Bone Hand sighs. “Listen, I’m a deviant. But I’m not that kind of deviant. I just need to go deal with a few things in here, and I can’t leave you right now. But I’m not going to let anything bad happen to you. Okay?”
As I turn and look at him, I’m sure the incredulity on my face must be glowing like a neon sign reading,
Are You Fucking Kidding Me
? “Anything bad?” I gulp back a sob. “You kidnapped me and stole my boyfriend’s truck.”
Bone Hand smiles slowly, revealing one canine tooth jutting out at an odd angle. Another detail filed away for my sketch. “Your boyfriend? I thought you didn’t know him.”
I curl up into a ball with my face pressed onto my knees.

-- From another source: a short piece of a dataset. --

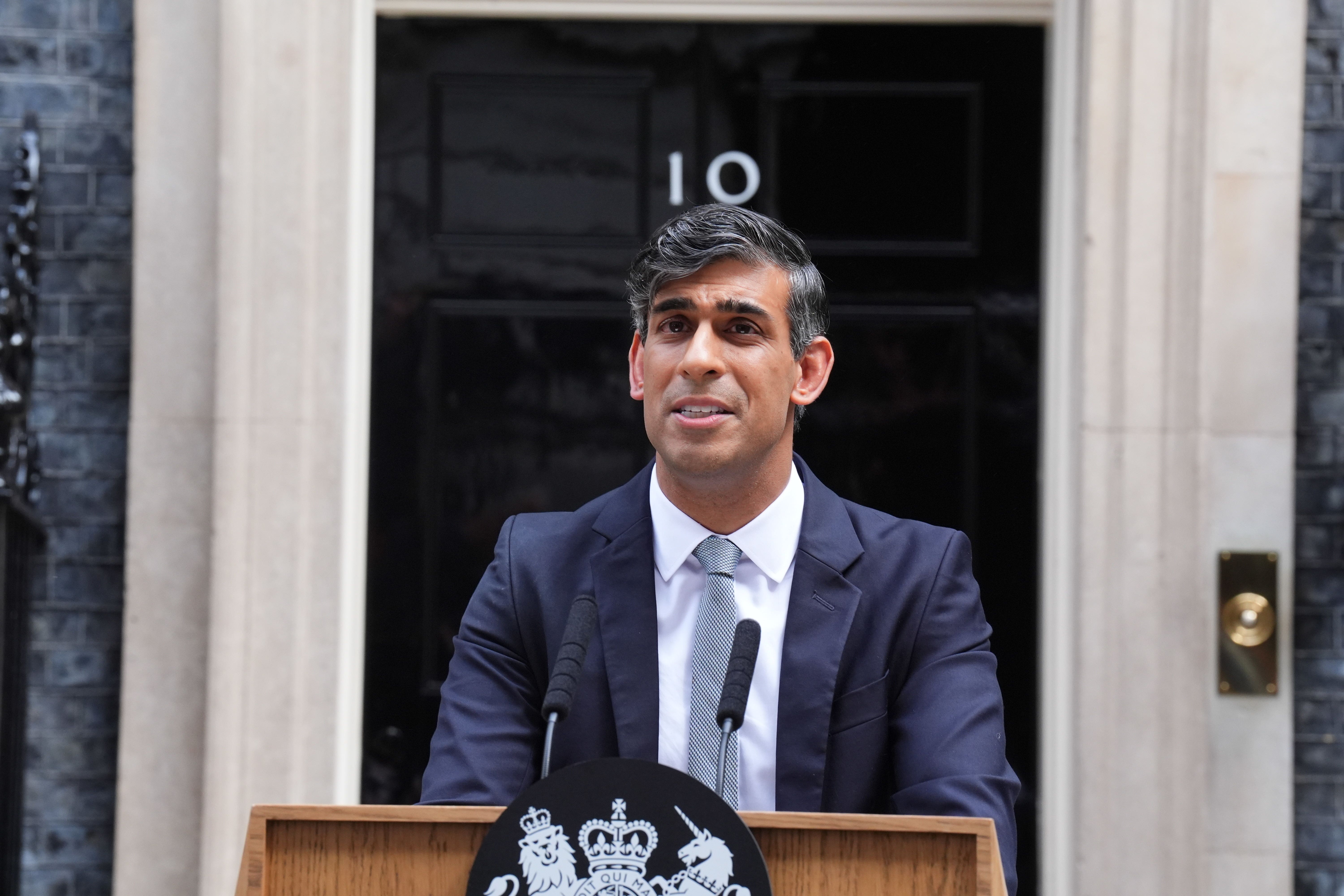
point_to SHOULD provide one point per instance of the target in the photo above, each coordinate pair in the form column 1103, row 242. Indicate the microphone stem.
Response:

Bone Hand grabs my arm and pulls me out before I have time to stand, sending me crashing into the gravel driveway. Pain lances through both knees as I land. When he hauls me to my feet, I see I’ve torn holes in my stockings. Bastard. These are my favorites.
After unlocking about six bolts on the front door, Bone Hand shoves me into a very dark and dusty hallway, bolting the door behind us. As my eyes struggle to adjust to the dark, his hand slams onto my chest again. He presses me against a wall.
“Are you a cop?”
I shake my head.
“Detective? DEA?”
“No! I’m a graphic designer.”
He releases the pressure on my chest. In the shadows, I can just barely see him step to the side and shuffle a few things around on a nearby table. There’s a flash of light and Bone Hand turns back to me, holding a candle in an old-fashioned candle holder, haloed in golden light like some demented Jack-Be-Nimble. He waves the pistol in his other hand. “Walk.”
In the low light, I take careful steps along the long hallway, trying to note details for any police report I may or may not get to make. The house is derelict, I think. Debris is piled up in corners, wallpaper torn, light fittings missing their light bulbs. We pass three warped and peeling doors before Bone Hand instructs me to open the fourth.
I smell that skunky scent of fresh weed again and see the dim blue glow of grow lights leaking under the door as I turn the knob.
God. I’m going to die tonight.
The door leads to a set of stairs. Going down.